Falya berjalan cukup jauh menuju ke gedung parkir sepeda motornya. Mungkin besok ia akan parkir di tempat yang lebih dekat dengan gedung khusus VVIP itu.
"Pelan aja kenapa jalannya!'' suara Zidan terdengar di samping telinga Falya.
"Ih...kebiasaan!'' Falya mengibaskan sebelah telinganya. Zidan terkekeh kecil melihat tingkah menggemaskan teman barunya itu.
"Mau pulang?'' tanya Zidan.
"Ngga sih, mau camping'' jawab Falya ngasal.

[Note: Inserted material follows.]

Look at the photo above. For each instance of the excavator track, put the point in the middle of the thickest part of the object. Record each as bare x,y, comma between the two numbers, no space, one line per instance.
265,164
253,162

"Dih...!'' sahut Zidan sambil memasukkan kedua tangannya di saku celana panjang hitamnya.
Falya berjalan santai tanpa berbicara apa pun lagi dengan Zidan. Ia hanya tak ingin di anggap 'sakit' karena berbicara sendiri.
"Kok kamu malah nebeng aku sih?'' tanya Falya saat Zidan duduk di belakang Falya.
"Iya...emang kenapa?'' tanya Zidan.
"Ishh,...aku mau pulang! Ngapain ikut?'' tanya Falya dengan gigi bergemeletuk.
"Salahnya di mana kalau aku ikut?'' tanya Zidan bingung.
"Salah dong! Kamu kan cowok, aku cewek! Mana tinggal bareng. Ngga-ngga!'' tolak Falya.
"Emang masalahnya apa sih?'' Zidan melipat kedua tangannya di dada.
"Bang Zidan, kita ini bukan muhrim.Jadi mana mungkin aku ngiijijn kamu ikut tinggal di rumahku. Ngga ngerti maksudnya?''
"Tunggu! Emang selain kamu, ada keluarga kamu yang punya kemampuan lihat aku?'' tanya Zidan. Falya menggeruk kepalanya yang gatal.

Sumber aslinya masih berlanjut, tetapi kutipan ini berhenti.